Some of the historical personalities making an appearance will be Sarah Wolle (portrayed by Rachel Hoke), who played a pivotal role in the early 1870s as a teacher at the Moravian Ladies Seminary, and Vern Miller (performed by Will Walters), who was instrumental in bringing basketball to Hope in 1906 when it was almost unheard of to have a basketball team.

Brown says heading up some elements of the evening, such as the historical character reenactments, allows her to indulge her passion.

“I just really enjoy playing different characters because drama is my thing,” Brown says. “And dressing up as someone from the past and being able to teach that little bit of history that people might not know, I enjoy that.”

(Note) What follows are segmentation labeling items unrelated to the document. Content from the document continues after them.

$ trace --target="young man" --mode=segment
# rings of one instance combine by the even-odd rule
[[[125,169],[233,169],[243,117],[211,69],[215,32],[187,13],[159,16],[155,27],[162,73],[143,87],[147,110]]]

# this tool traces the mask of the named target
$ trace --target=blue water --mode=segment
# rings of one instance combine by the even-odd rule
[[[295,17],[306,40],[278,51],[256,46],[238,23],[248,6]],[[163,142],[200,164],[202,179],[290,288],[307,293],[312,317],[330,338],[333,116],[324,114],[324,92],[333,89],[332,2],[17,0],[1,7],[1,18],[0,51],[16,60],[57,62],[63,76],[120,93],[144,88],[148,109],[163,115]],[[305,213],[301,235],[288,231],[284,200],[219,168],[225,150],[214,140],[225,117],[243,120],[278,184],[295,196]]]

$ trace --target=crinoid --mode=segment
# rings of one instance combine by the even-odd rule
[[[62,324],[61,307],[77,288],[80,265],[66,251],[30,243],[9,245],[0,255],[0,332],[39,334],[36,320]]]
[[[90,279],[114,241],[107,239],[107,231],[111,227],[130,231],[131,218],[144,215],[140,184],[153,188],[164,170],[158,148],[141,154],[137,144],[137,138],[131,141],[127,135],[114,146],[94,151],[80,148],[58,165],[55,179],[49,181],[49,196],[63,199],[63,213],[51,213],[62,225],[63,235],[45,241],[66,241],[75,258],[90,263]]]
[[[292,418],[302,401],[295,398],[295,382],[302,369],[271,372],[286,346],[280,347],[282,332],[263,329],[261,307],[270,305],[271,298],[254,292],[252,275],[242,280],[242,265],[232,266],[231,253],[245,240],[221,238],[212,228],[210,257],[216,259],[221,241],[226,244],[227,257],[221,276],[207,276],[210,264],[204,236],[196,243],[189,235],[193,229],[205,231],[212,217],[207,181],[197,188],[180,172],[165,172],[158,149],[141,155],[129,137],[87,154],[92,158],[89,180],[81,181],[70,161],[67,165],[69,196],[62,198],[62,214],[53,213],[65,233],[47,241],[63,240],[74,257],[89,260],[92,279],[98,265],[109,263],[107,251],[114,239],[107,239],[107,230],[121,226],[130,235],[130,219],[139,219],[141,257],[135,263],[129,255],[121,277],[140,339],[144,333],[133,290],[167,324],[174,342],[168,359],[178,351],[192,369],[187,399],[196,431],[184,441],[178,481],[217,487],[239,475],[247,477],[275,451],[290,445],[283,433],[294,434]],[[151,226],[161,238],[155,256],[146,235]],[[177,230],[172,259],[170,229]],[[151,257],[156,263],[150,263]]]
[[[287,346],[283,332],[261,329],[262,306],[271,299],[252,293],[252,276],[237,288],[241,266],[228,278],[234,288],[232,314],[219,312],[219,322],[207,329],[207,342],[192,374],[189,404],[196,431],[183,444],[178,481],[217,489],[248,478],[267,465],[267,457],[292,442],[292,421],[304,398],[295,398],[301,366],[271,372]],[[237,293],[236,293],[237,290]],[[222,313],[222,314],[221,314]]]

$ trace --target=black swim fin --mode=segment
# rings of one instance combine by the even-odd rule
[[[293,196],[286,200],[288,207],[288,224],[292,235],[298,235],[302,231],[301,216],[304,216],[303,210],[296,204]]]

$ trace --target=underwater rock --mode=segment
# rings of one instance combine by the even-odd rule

A live nativity will be presented at 6:30 and 7:30 p.m. in the vacant lot between The Swiss Maid and WILLow LeaVes of Hope, Brown says.

In place of roaming carolers and carriage rides, Vicki Tedder, co-owner of WILLow LeaVes of Hope, says this year WILLow LeaVes will host the carolers indoors on the WILLow LeaVes stage.

The restaurant’s menu that evening will feature WILLow LeaVes popular chicken and noodle dinner. Also, to help visitors warm up from the inside, WILLow LeaVes will also feature its new coffee bar, which will include some classic holiday flavors, Tedder says.

Whether it is the launch of the holiday season or simply the ambiance of the evening, Tedder says this is one of her favorite times of year.

“Oh my gosh, I love it,” Tedder says. “This is my favorite event on the town Square along with Fourth of July.”

Taking a moment to reflect on the history of the event and its return this year, Brown says one thing remains constant is the evening serves as an opportunity for area folks to gather, mingle and celebrate the season.

“I think it is important just to get people downtown to Hope to shop and enjoy our beautiful town Square,” Brown says.